As appears from the record, the executor as defendant in the district court action did not challenge the jurisdiction of that court and at no time objected to the trial there. It is alleged in an affidavit by plaintiffs in error that he, in fact, stipulated that the cause could be tried in the district court. There is no stipulation of record, however. Assuming that the executor did agree to the trial in the district court, jurisdiction of the subject-matter (an unliquidated and contingent claim in an estate) cannot be conferred by agreement or stipulation of the parties. Peabody v. Thatcher, 3 Colo. 275; Schilling v. Rominger, 4 Colo. 100; Saunders v. Norton, 98 Colo. 537, 58 P.2d 482. Objection to jurisdiction can be made at any time even for the first time here on writ of error. Board of Commissioners of Arapahoe County v. Denver Union Water Company, 32 Colo. *790 382, 76 P. 1060; Strousse v. Bank of Clear Creek County, 9 Colo. App. 478, 49 P. 260; Empire Ranch & Cattle Co. v. Millet, 24 Colo. App. 464, 135 P. 127.

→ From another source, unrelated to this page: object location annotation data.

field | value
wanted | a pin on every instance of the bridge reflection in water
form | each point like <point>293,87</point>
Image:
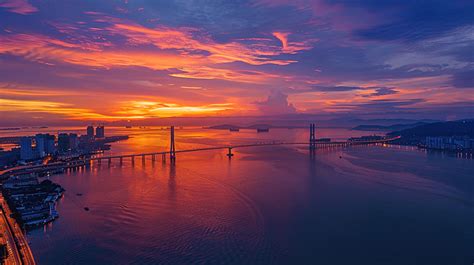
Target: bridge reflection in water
<point>313,144</point>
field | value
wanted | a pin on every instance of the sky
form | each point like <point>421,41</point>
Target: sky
<point>65,61</point>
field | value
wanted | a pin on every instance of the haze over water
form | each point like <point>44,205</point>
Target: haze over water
<point>268,205</point>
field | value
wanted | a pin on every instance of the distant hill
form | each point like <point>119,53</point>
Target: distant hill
<point>387,128</point>
<point>450,128</point>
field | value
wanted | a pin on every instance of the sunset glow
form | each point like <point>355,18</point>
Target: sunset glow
<point>321,59</point>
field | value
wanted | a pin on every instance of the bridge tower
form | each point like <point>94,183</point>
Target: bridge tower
<point>312,137</point>
<point>172,147</point>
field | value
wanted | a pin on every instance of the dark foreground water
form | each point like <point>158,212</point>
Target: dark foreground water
<point>276,205</point>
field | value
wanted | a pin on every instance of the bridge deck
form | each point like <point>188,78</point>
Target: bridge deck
<point>57,165</point>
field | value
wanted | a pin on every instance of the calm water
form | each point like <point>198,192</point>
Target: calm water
<point>270,205</point>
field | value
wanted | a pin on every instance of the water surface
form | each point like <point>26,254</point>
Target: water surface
<point>268,205</point>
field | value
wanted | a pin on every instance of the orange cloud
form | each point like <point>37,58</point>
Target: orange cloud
<point>160,109</point>
<point>18,6</point>
<point>292,47</point>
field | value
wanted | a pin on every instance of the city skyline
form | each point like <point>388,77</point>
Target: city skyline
<point>142,60</point>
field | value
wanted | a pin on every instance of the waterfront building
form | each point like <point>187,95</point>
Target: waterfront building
<point>73,141</point>
<point>90,131</point>
<point>449,143</point>
<point>45,144</point>
<point>26,149</point>
<point>63,142</point>
<point>100,132</point>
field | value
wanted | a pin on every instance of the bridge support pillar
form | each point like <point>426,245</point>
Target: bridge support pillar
<point>172,147</point>
<point>312,137</point>
<point>229,154</point>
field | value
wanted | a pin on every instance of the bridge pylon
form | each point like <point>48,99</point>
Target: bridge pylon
<point>312,137</point>
<point>172,147</point>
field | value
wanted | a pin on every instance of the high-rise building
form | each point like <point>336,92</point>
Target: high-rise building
<point>100,132</point>
<point>63,142</point>
<point>73,141</point>
<point>50,147</point>
<point>90,131</point>
<point>26,148</point>
<point>40,140</point>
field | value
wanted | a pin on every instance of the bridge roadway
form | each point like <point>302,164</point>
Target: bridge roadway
<point>84,161</point>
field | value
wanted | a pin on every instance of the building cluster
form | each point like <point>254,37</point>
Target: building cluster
<point>32,202</point>
<point>451,143</point>
<point>42,145</point>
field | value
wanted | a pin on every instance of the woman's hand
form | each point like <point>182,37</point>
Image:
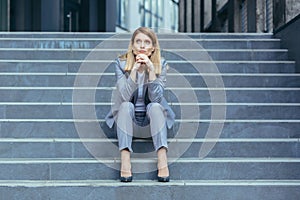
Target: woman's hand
<point>143,59</point>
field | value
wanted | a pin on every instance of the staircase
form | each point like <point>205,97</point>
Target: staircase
<point>236,97</point>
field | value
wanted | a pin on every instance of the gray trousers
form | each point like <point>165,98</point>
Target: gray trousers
<point>128,127</point>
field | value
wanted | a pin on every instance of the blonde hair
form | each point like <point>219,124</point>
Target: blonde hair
<point>155,56</point>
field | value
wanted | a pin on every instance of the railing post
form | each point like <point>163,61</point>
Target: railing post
<point>279,16</point>
<point>251,15</point>
<point>231,11</point>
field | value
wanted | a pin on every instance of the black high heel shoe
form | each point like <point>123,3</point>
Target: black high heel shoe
<point>163,179</point>
<point>126,179</point>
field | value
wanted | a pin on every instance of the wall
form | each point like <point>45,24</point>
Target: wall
<point>289,35</point>
<point>292,9</point>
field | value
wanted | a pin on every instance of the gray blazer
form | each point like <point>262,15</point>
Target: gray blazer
<point>126,91</point>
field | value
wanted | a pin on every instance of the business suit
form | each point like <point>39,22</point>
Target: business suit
<point>158,113</point>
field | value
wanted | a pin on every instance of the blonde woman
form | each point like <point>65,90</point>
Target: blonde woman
<point>139,100</point>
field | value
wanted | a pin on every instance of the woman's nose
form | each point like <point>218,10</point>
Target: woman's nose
<point>142,44</point>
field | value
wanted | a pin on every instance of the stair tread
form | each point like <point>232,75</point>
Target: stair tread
<point>143,183</point>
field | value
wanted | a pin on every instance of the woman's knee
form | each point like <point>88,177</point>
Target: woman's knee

Question to be determined.
After probate jurisdiction has attached, is the county court vested with sole and exclusive jurisdiction of claims presented before it?
This question is answered in the affirmative.
Recently we had occasion to clarify the matter of jurisdiction of the county court in claims against the estates of decedents. Koon v. Barmettler, 134 Colo. 221, 301 P.2d 713, 717, decided September 24, 1956. In that case the court held unequivocally that where at the time of the issuance of letters in the county court no suit was pending against the decedent in his lifetime, "the county court sitting in probate has exclusive jurisdiction in its broadest sense to hear and determine all claims presented, and a claimant has no option to file suit in another court after the issuance of letters. C.R.S. '53, 152-1-8 grants the right of appeal from the county court to the district court in probate matters, but in any event, the county court is the first and proper forum under the situation set forth in this paragraph." (Emphasis supplied.)
It is to be noted that in a strong dissent filed by Mr. Justice Sutton in Koon v. Barmettler, supra, and concurred in by Mr. Justice Moore, it was asserted that where one elects to file a claim in the county court and does so as required by the statute, he cannot later file a new suit in the district court. See also McKenzie v. Crook, 110 Colo. 29, 129 P.2d 906.
The district court lacking jurisdiction in an action against the executor of an estate in which a claim based upon the identical cause of action has been filed and remains undetermined in the county court, had no power to enter the judgment.
The judgment is reversed and the cause remanded with directions to dismiss the action.